I am using lm_robust of package 'estimatr' for a fixed effect model including HC3 robust standard errors. I had to switch from vcovHC(), because my data sample was just to large to be handled by it.
using following line for the regression:
lm_robust(log(SPREAD) ~ PERIOD, data = dat, fixed_effects = ~ STOCKS + TIME, se_type = "HC3")
The code runs fine, and the coefficients are the same as using fixed effects from package plm. Since I can not use coeftest to estimate HC3 standard errors with the plm output due to a too large data sample, I compared the HC3 estimator of lm_robust
with the HC1 of coeftest(model, vcov= vcovHC(model, type = HC1))

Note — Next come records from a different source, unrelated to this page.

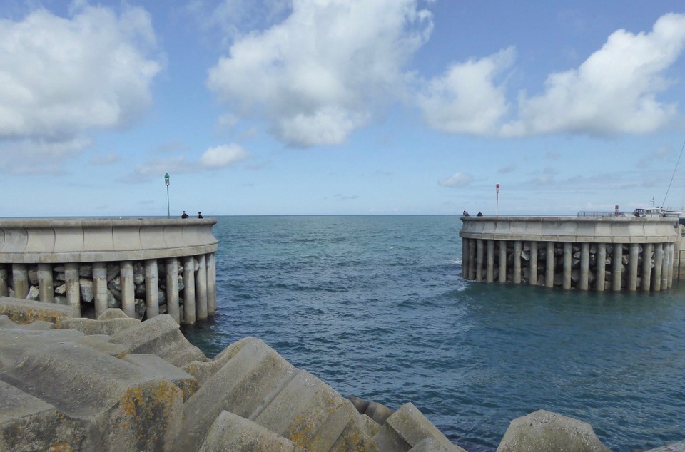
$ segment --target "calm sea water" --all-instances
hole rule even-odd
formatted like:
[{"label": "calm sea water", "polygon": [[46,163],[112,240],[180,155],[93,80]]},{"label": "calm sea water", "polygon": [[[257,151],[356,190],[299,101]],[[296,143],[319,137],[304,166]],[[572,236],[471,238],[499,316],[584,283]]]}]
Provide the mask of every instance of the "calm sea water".
[{"label": "calm sea water", "polygon": [[[221,217],[208,356],[265,341],[344,396],[413,402],[470,451],[539,409],[614,451],[685,439],[685,290],[467,282],[456,217]],[[685,287],[685,283],[683,285]]]}]

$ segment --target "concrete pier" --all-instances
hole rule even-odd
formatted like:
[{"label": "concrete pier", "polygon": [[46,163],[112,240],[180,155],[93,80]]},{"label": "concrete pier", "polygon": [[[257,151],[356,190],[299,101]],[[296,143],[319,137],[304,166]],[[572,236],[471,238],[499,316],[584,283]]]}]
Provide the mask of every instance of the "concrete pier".
[{"label": "concrete pier", "polygon": [[659,292],[671,288],[674,277],[680,276],[684,247],[677,218],[461,220],[462,256],[468,265],[462,274],[470,279],[565,289]]},{"label": "concrete pier", "polygon": [[91,318],[118,307],[138,319],[162,312],[178,323],[206,319],[216,310],[215,223],[0,220],[0,297],[67,304]]}]

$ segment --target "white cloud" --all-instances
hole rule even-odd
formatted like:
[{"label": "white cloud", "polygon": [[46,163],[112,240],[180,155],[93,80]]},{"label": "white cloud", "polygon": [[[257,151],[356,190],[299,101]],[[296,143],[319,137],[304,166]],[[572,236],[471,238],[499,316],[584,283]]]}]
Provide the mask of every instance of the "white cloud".
[{"label": "white cloud", "polygon": [[188,174],[216,170],[235,165],[249,157],[249,153],[239,145],[235,143],[223,145],[207,149],[197,160],[192,160],[183,156],[177,156],[149,160],[137,165],[133,173],[122,180],[126,183],[141,183],[149,180],[152,178],[159,177],[165,173],[172,175]]},{"label": "white cloud", "polygon": [[86,6],[70,19],[38,9],[21,21],[0,20],[0,140],[62,158],[88,130],[129,124],[151,102],[161,65],[146,53],[156,45],[141,8],[118,16]]},{"label": "white cloud", "polygon": [[466,173],[455,173],[451,178],[440,179],[437,181],[438,185],[443,187],[465,187],[473,181],[473,178]]},{"label": "white cloud", "polygon": [[496,86],[494,79],[512,65],[515,55],[510,47],[453,64],[430,81],[417,97],[428,125],[449,133],[494,133],[509,108],[504,86]]},{"label": "white cloud", "polygon": [[240,145],[230,144],[210,148],[203,153],[198,163],[203,168],[220,168],[241,162],[248,156],[248,153]]},{"label": "white cloud", "polygon": [[403,91],[402,67],[432,26],[417,3],[294,0],[285,20],[238,39],[208,86],[291,145],[342,143]]},{"label": "white cloud", "polygon": [[645,133],[668,126],[676,106],[656,94],[671,82],[664,73],[685,47],[685,14],[668,14],[649,33],[613,33],[579,68],[553,73],[539,96],[519,99],[519,119],[504,136],[558,133]]}]

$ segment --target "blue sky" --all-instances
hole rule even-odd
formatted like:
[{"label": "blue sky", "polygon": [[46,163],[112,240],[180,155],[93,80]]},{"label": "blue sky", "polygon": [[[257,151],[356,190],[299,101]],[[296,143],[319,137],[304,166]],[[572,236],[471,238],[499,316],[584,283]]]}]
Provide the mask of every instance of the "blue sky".
[{"label": "blue sky", "polygon": [[4,0],[2,215],[680,208],[684,50],[680,1]]}]

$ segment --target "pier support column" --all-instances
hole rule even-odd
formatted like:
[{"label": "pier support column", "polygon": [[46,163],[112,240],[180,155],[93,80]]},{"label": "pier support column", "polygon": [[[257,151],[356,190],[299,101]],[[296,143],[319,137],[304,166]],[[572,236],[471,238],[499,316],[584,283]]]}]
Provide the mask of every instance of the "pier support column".
[{"label": "pier support column", "polygon": [[646,243],[642,245],[642,290],[649,292],[651,287],[651,260],[654,245]]},{"label": "pier support column", "polygon": [[207,313],[216,311],[216,260],[214,253],[207,255]]},{"label": "pier support column", "polygon": [[507,240],[499,240],[499,282],[507,282]]},{"label": "pier support column", "polygon": [[159,275],[156,259],[145,261],[145,312],[148,319],[159,315]]},{"label": "pier support column", "polygon": [[195,323],[195,259],[183,258],[183,317],[186,323]]},{"label": "pier support column", "polygon": [[537,285],[537,242],[533,240],[530,242],[530,260],[528,261],[529,269],[530,269],[530,277],[528,279],[529,284],[532,286]]},{"label": "pier support column", "polygon": [[562,286],[568,290],[571,288],[571,255],[572,245],[570,242],[564,242],[564,281]]},{"label": "pier support column", "polygon": [[181,323],[181,310],[178,309],[178,260],[166,260],[166,313]]},{"label": "pier support column", "polygon": [[4,265],[0,265],[0,297],[9,295],[9,287],[7,284],[7,269]]},{"label": "pier support column", "polygon": [[544,286],[554,287],[554,242],[547,242],[547,255],[544,267]]},{"label": "pier support column", "polygon": [[121,283],[121,310],[131,319],[136,315],[136,284],[133,282],[133,263],[125,260],[119,263],[119,279]]},{"label": "pier support column", "polygon": [[590,244],[584,242],[580,244],[580,289],[589,289],[590,273]]},{"label": "pier support column", "polygon": [[95,317],[107,310],[107,264],[93,263],[93,292],[95,299]]},{"label": "pier support column", "polygon": [[29,294],[29,272],[26,264],[12,264],[14,298],[25,299]]},{"label": "pier support column", "polygon": [[623,276],[623,245],[614,244],[614,262],[612,266],[612,290],[621,290],[621,278]]},{"label": "pier support column", "polygon": [[[198,320],[207,319],[207,259],[198,256],[198,275],[195,279],[195,307]],[[482,270],[481,270],[482,273]]]},{"label": "pier support column", "polygon": [[462,239],[462,277],[469,279],[469,239]]},{"label": "pier support column", "polygon": [[76,309],[81,317],[81,284],[78,282],[78,264],[64,264],[64,284],[66,285],[66,304]]},{"label": "pier support column", "polygon": [[55,302],[55,283],[52,279],[52,264],[38,264],[39,299],[45,303]]},{"label": "pier support column", "polygon": [[637,290],[637,257],[639,255],[639,245],[631,243],[628,248],[628,290]]},{"label": "pier support column", "polygon": [[476,240],[476,281],[483,280],[483,241]]},{"label": "pier support column", "polygon": [[661,289],[661,268],[664,266],[664,244],[654,244],[654,279],[653,286],[656,292]]},{"label": "pier support column", "polygon": [[604,292],[607,285],[607,244],[600,243],[597,245],[597,292]]},{"label": "pier support column", "polygon": [[669,252],[671,247],[668,243],[663,245],[664,252],[661,257],[661,290],[669,288]]},{"label": "pier support column", "polygon": [[514,241],[514,284],[521,284],[521,240]]},{"label": "pier support column", "polygon": [[494,240],[487,241],[487,262],[485,270],[485,280],[492,282],[494,280]]},{"label": "pier support column", "polygon": [[676,259],[676,245],[674,243],[669,244],[669,289],[673,287],[673,267]]}]

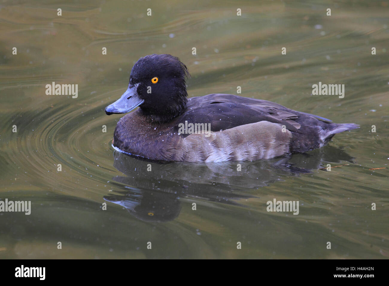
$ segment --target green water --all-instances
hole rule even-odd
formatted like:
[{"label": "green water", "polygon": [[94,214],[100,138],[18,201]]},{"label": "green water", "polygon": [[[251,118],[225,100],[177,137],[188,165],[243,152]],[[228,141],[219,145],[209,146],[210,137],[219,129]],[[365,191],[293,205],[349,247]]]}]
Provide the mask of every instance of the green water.
[{"label": "green water", "polygon": [[[387,259],[388,19],[387,1],[2,2],[0,200],[31,213],[0,212],[0,258]],[[104,109],[152,53],[186,64],[189,97],[240,86],[361,128],[240,172],[119,153],[121,115]],[[53,81],[78,97],[46,95]],[[345,84],[344,98],[311,95],[319,82]],[[267,212],[274,198],[299,214]]]}]

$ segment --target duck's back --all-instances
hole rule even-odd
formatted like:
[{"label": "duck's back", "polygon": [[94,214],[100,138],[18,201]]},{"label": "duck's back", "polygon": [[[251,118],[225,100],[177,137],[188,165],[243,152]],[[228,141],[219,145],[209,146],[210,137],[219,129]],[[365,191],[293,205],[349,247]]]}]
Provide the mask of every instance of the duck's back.
[{"label": "duck's back", "polygon": [[[189,98],[186,111],[173,121],[176,125],[186,121],[188,123],[210,123],[211,130],[216,132],[235,128],[235,132],[247,139],[255,136],[257,130],[248,129],[249,126],[245,125],[263,122],[263,127],[264,121],[274,123],[282,133],[290,133],[289,142],[283,142],[280,137],[275,138],[271,133],[267,134],[268,138],[263,137],[266,134],[261,134],[262,140],[276,140],[280,145],[287,145],[285,153],[301,153],[321,147],[335,134],[358,127],[352,123],[333,123],[329,119],[267,100],[222,94]],[[239,140],[237,138],[235,143]],[[231,144],[234,143],[233,140]]]},{"label": "duck's back", "polygon": [[[169,161],[269,159],[321,147],[335,133],[358,127],[271,102],[227,94],[189,98],[184,112],[165,123],[145,121],[140,114],[120,119],[114,146],[149,159]],[[209,126],[210,132],[180,132],[186,121]]]}]

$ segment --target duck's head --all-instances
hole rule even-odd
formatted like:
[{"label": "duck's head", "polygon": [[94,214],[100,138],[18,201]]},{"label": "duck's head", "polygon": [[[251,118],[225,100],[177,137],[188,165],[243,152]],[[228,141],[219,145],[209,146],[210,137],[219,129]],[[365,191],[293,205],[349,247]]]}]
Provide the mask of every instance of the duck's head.
[{"label": "duck's head", "polygon": [[108,115],[126,113],[139,106],[146,118],[166,122],[185,110],[187,102],[186,67],[170,54],[141,58],[131,70],[128,87],[121,97],[105,107]]}]

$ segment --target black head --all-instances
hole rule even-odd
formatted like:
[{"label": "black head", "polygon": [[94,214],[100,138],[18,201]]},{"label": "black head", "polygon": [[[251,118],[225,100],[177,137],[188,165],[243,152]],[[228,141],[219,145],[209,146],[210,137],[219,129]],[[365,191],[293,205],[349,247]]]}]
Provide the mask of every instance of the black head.
[{"label": "black head", "polygon": [[127,91],[105,112],[125,113],[139,106],[150,120],[168,121],[186,107],[185,79],[189,76],[186,67],[176,57],[154,54],[141,58],[131,70]]}]

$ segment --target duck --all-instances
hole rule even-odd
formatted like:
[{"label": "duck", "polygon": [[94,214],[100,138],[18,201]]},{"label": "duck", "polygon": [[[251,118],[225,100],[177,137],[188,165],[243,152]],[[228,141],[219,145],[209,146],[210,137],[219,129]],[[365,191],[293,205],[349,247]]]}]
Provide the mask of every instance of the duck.
[{"label": "duck", "polygon": [[105,109],[110,115],[138,107],[118,121],[113,147],[152,160],[252,161],[320,148],[335,134],[359,127],[233,95],[188,99],[190,77],[177,57],[154,54],[140,58],[127,90]]}]

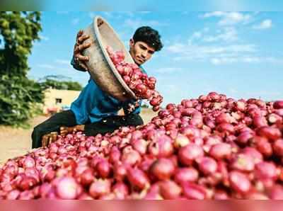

As result the HC3 standarderror of lm_robust is much smaller than HC1 from coeftest.
Does somebody has an explanation, since HC3 should be more restrictive than HC1. I appreciate any recommendations and solutions.
EDIT model used for coeftest:
plm(log(SPREAD) ~ PERIOD, data = dat, index = c("STOCKS", "TIME"), effect = "twoway", method = "within")
It appears that the vcovHC()
method for plm
automatically estimates cluster-robust standard errors, while for lm_robust()
, it does not. Therefore, the HC1
estimation of the standard error for plm
will appear inflated compared to lm_robust
(of lm
for that matter).
Using some toy data:
library(sandwich)
library(tidyverse)
library(plm)
library(estimatr)
library(lmtest)
set.seed(1981)
x <- sin(1:1000)
y <- 1 + x + rnorm(1000)
f <- as.character(sort(rep(sample(1:100), 10)))
t <- as.character(rep(sort(sample(1:10)), 100))
dat <- tibble(y = y, x = x, f = f, t = t)
lm_fit <- lm(y ~ x + f + t, data = dat)
plm_fit <- plm(y ~ x, index = c("f", "t"), model = "within", effect = "twoways", data = dat)
rb_fit <- lm_robust(y ~ x, fixed_effects = ~ f + t, data = dat, se_type = "HC1", return_vcov = TRUE)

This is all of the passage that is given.